A common theme in the discussion on waste was building too much software, where people did not know whether they really needed it. As a possible solution for the problem we talked about the DDD core domain idea, where companies should focus on identifying a very small core of the system that makes it worth building, something that brings direct competitive advantage, and source the rest from external providers or buy off-the-shelf solutions. Core domain is explained more in Domain-driven Design: Tackling Complexity in the Heart of Software by Eric Evans.
Another source of waste was building “nice to have” features suggested by the business but not really bringing any value.
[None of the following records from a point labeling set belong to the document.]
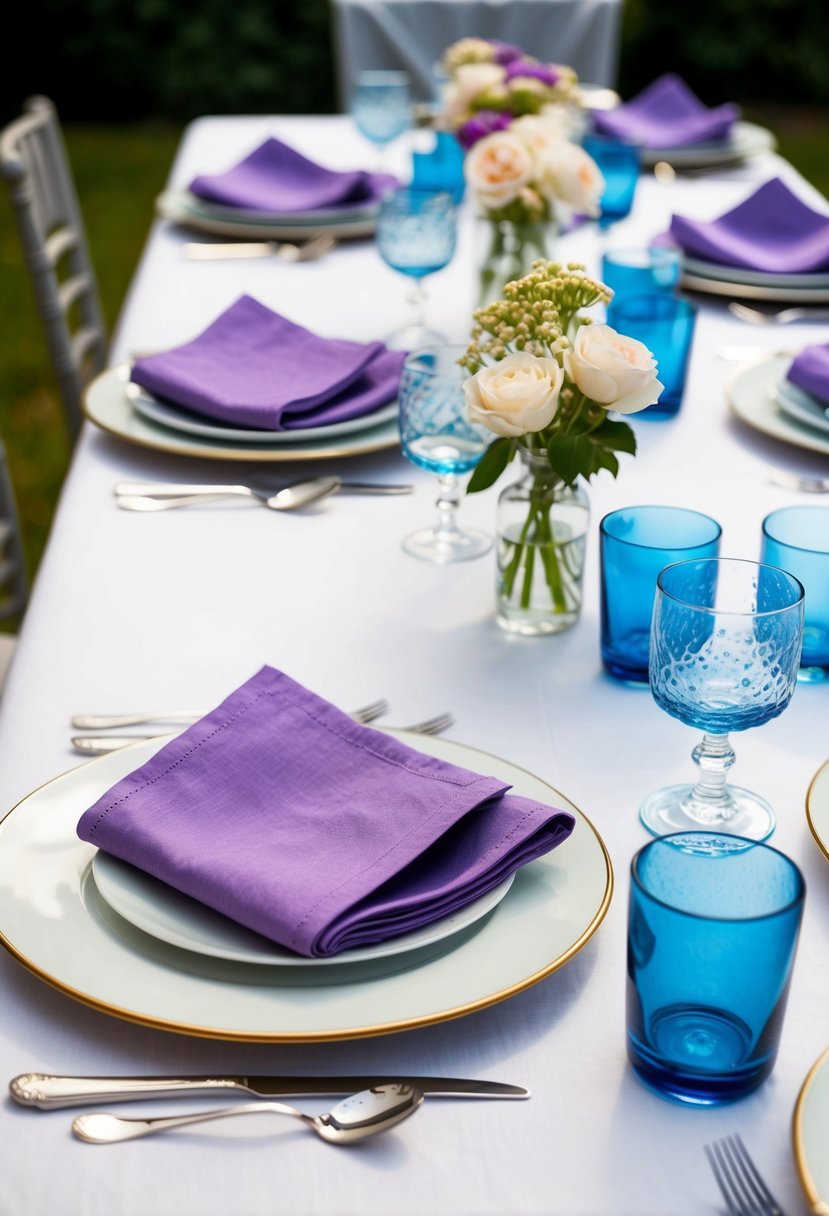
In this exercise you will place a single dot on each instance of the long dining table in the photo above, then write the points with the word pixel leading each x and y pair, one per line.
pixel 135 611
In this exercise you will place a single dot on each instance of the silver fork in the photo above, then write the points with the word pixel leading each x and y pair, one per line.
pixel 754 315
pixel 101 744
pixel 739 1181
pixel 180 718
pixel 308 251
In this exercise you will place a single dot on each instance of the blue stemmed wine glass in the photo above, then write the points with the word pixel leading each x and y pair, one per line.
pixel 382 106
pixel 725 649
pixel 438 437
pixel 416 235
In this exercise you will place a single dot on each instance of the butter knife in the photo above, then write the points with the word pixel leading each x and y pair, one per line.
pixel 48 1092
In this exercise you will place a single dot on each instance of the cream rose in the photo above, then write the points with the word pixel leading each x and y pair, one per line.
pixel 568 173
pixel 515 395
pixel 497 168
pixel 612 369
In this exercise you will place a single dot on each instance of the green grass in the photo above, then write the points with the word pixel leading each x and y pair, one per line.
pixel 118 174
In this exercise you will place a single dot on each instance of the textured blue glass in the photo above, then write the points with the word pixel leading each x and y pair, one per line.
pixel 796 539
pixel 434 431
pixel 619 164
pixel 636 544
pixel 725 643
pixel 417 231
pixel 441 168
pixel 665 325
pixel 712 932
pixel 639 272
pixel 382 105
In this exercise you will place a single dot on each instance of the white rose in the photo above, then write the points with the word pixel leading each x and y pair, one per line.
pixel 497 168
pixel 612 369
pixel 467 83
pixel 569 174
pixel 515 395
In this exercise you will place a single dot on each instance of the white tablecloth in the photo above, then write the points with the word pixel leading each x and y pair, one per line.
pixel 141 611
pixel 413 34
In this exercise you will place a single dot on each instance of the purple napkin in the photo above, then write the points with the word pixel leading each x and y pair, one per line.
pixel 666 114
pixel 280 811
pixel 254 366
pixel 772 231
pixel 276 179
pixel 810 371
As a possible solution for this, we talked about the Goals-Features-Requirements breakdown (a variant of which is Goals-Stories-Acceptance tests) where each feature introduced into the system has to be connected directly to a stated project goal, and each requirement has to be directly connected to a feature. If the person suggesting a requirement cannot name a feature (or likewise someone suggesting a feature cannot justify it by naming a goal), this gives us ground to push back and reject scope creep. This idea comes from The Art of Project Management by Scott Berkun.
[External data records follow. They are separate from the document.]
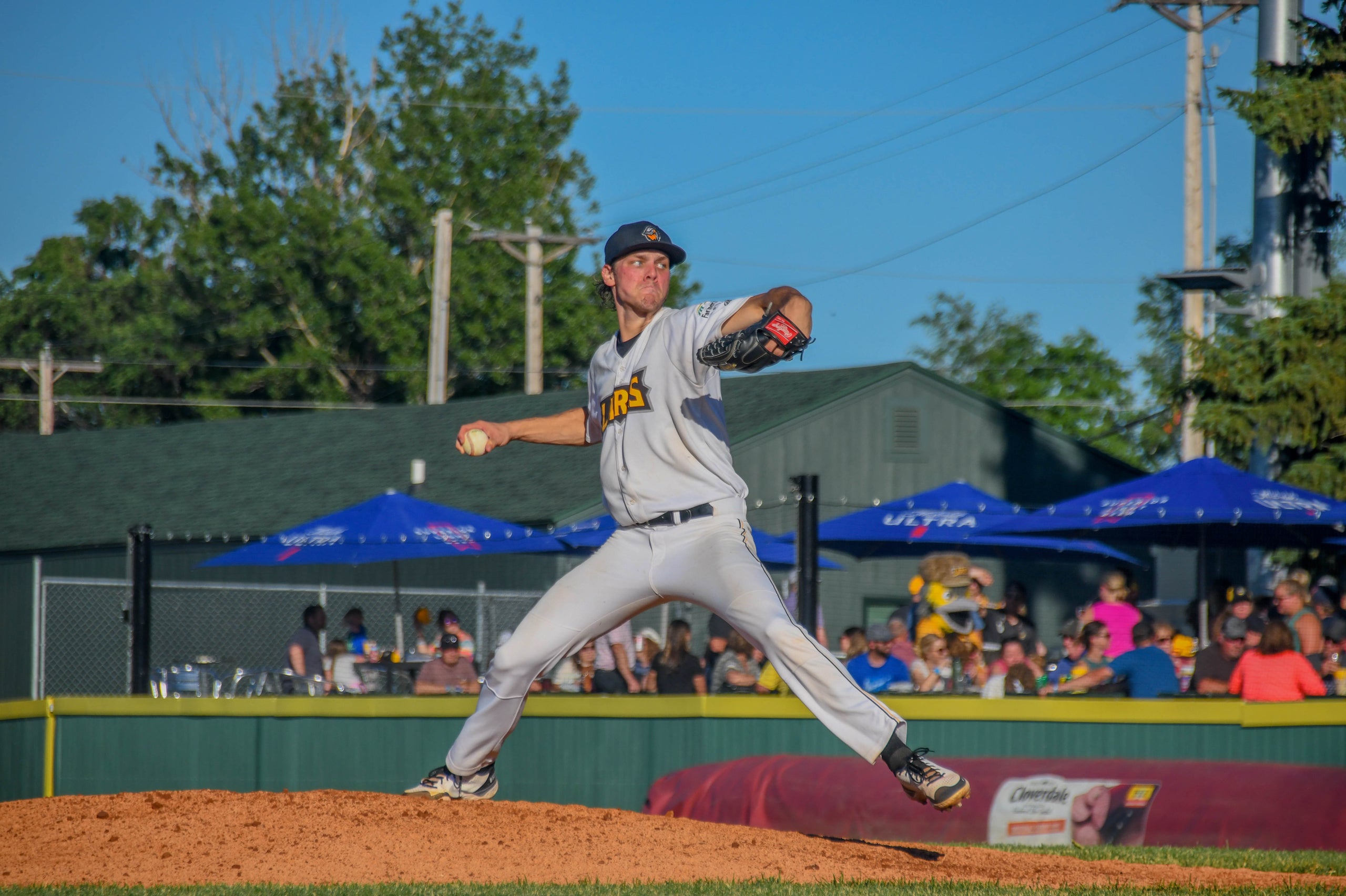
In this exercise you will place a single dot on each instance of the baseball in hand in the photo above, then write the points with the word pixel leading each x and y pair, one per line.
pixel 475 443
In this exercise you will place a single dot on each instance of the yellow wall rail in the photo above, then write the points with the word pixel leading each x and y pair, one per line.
pixel 1076 709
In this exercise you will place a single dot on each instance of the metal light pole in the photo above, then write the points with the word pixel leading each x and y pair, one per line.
pixel 140 574
pixel 436 385
pixel 534 260
pixel 807 545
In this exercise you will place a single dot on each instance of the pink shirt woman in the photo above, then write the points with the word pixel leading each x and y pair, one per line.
pixel 1116 613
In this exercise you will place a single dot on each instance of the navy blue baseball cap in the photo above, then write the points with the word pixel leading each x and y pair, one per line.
pixel 640 236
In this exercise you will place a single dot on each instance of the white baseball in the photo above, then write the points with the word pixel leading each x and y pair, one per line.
pixel 475 443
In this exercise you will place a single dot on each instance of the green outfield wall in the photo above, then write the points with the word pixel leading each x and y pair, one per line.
pixel 595 751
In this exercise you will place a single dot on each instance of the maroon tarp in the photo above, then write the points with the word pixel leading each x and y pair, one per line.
pixel 1200 803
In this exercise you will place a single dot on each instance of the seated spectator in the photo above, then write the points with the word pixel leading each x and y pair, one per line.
pixel 1072 649
pixel 1013 654
pixel 965 653
pixel 792 608
pixel 736 672
pixel 1334 656
pixel 1216 663
pixel 932 670
pixel 1011 622
pixel 770 683
pixel 616 653
pixel 1166 641
pixel 876 670
pixel 1097 641
pixel 647 650
pixel 1146 670
pixel 575 675
pixel 1306 630
pixel 303 656
pixel 1115 610
pixel 1256 626
pixel 901 645
pixel 1018 680
pixel 676 669
pixel 854 642
pixel 341 668
pixel 718 635
pixel 427 634
pixel 356 633
pixel 450 675
pixel 448 625
pixel 1275 672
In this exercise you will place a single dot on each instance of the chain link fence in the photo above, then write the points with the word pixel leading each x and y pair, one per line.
pixel 85 635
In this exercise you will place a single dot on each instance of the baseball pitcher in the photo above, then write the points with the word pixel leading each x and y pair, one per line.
pixel 668 480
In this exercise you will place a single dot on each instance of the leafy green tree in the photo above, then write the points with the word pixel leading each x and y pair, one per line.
pixel 292 263
pixel 1073 385
pixel 1280 386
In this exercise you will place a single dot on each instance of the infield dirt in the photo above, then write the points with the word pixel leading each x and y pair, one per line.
pixel 337 837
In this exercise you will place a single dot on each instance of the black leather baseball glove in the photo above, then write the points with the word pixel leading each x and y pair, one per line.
pixel 746 350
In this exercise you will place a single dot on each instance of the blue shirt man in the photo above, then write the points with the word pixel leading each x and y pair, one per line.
pixel 876 670
pixel 1147 670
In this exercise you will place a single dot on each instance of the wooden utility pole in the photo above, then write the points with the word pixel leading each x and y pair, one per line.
pixel 45 370
pixel 1191 443
pixel 534 260
pixel 436 370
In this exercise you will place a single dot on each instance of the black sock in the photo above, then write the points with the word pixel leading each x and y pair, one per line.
pixel 895 754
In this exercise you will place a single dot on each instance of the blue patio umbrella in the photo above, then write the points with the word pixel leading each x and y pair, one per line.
pixel 952 517
pixel 1193 505
pixel 1190 505
pixel 390 528
pixel 774 551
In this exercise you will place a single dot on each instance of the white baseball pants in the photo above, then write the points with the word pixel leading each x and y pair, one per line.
pixel 708 562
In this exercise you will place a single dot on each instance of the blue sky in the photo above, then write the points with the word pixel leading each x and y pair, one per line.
pixel 675 90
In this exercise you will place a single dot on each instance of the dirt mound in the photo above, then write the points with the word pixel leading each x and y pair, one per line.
pixel 329 836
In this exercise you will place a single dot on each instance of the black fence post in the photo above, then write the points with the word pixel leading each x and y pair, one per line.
pixel 807 543
pixel 140 541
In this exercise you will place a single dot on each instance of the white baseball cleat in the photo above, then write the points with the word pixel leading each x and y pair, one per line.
pixel 441 783
pixel 928 782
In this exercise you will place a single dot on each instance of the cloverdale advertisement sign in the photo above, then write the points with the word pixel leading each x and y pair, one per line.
pixel 1054 812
The development counterpart of this is just-in-case code, something that developers decided to put in because they think it is needed. This was called the biggest source of waste by Mary Poppendieck in the Lean Software Development book. As possible solutions for this, we discussed specification workshops and agile acceptance testing – explained in my book Bridging the Communication Gap. As the answer to the problem ‘we know that we’ll need it soon’, we discussed a fine line between making the system flexible to accept a future change and actually building in flexibility. The former would involve isolating a piece of code that we know is going to change, the latter would involve actually building in a very flexible framework to start with. The conclusion was that very often these complex flexible frameworks don’t pay off as requirements might change and the requested flexibility never actually makes it into the product.
The fourth related cause of waste was working on a problem that people don’t know enough about and identifying that too late. Specification workshops are also a solution for that.
UI design and redesign was also perceived as a common source of waste, perhaps because all the people in the room were developers. Someone suggested Yahoo’s UI design pattern library as a good source of information to make this process quicker and easier.
The last major theme of this discussion was prioritisation – how do we actually decide what to build first and how to deliver value quickest. Value visibility certainly helps, and assigning monetary value to features and costs of production might help prioritise. There was a concern though that only low-risk features would ever get implemented by this, but we concluded that this would probably be pushed back to the business and they would be able to decide how much risk they want to take.
We also discussed the difference between iterative and incremental development and how that helps with prioritisation – rather than asking customers to prioritise between a car door and an engine, for example, we could ask them to prioritise between a car with a poor door system but a great engine and a car with great doors and a poor engine, delivering a car that they could use in any case. This is explained in a lot more detail by Jeff Patton (also see Alistair Cockburn’s response and my write-up of Patton’s keynote at XPDay 07).
Having a map of goals to stories and tests makes it easier to prioritise as well, because business should be able to prioritise goals and we can derive priorities of lower levels based on that.